I'm a macbook user but just out of curiosity I was on YouTube learning about building a pc and the ideal specs for a cpu. I came across two videos with opposing ideas on the difference in performance of a DAW based on the number of cores in the processor. One video claimed the number of cores don't really matter for music production for it doesn't use multiple cores (parallel processing) while the other said otherwise.

I understand how a single core's speed is essential too, but I'd love to get some clarifications on this. Thank you


----------



## easyrider (Nov 18, 2021)

It’s a balance between Core speed, IPC and Core count.

Hers is my PC running Cubase. Its balancing processing across all 32 cores at 4.45ghz

Please ignore the base clocks they are being reported incorrectly.

So if you take a Ryzen 5950x you get high core clock, excellent IPC and 16 cores 32 threads. So perfect for Virtual instruments at low latency but also big track counts.


----------



## Wedge (Nov 18, 2021)

I'm sure most the people here know more than I. But I can't think of any DAWs that don't use parrallel processing these days.

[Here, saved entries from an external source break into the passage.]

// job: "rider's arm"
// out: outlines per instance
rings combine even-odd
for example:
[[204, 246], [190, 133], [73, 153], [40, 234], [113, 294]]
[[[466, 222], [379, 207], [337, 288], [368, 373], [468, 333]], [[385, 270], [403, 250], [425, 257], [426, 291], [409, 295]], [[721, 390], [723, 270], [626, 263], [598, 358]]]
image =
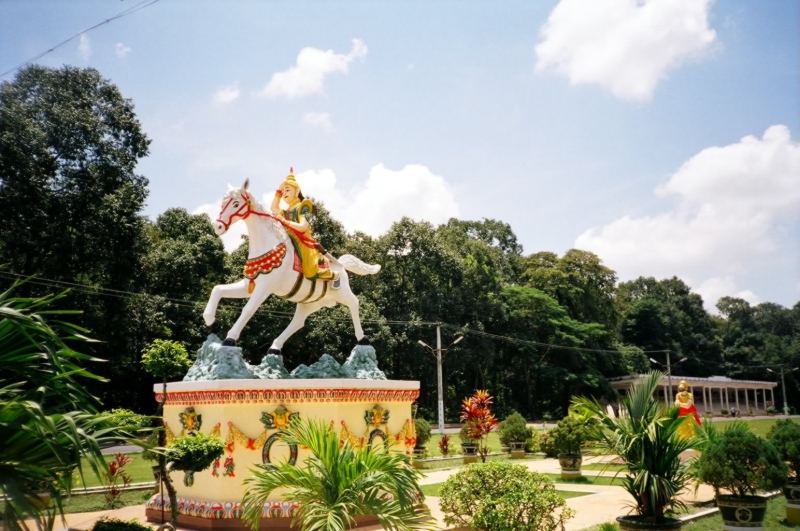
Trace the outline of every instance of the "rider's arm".
[[272, 204], [269, 206], [270, 212], [272, 212], [273, 216], [279, 216], [281, 214], [281, 193], [280, 190], [275, 191], [275, 197], [272, 198]]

If you're using a bunch of effects and VSTis you're going to be screwed using a single core machine. My main audio setup involves a Ryzen 8 core - 16 thread machine that so far has chewed threw everything I've thrown at it pretty easily. So I could probablly get by with a 4core - 8 thread CPU, but I wouldn't want to go below that. And frankly 8 cores makes me feel at least futureproof for a while. I've noticed plenty of other people here with 12 and 16 core CPUs. So I think it depends on what you plan on doing. If it's recording audio tracks straight in and adding an eq, it shouldn't be a big deal. Otherwise yes it's important. It's part of figuring out what you need and getting a little bit more, just like RAM and Hard Drive space.


----------



## akhill jain (Nov 19, 2021)

thank you @easyrider & @Wedge for your responses! Im still new to the technicals as far as hardware and machinery is concerned and so it might take sometime before I understand it completely, but as far as my query is concerned, it's answered! so thanks again! Cheers! I'm hoping to get a better grasp at things in the coming time.


----------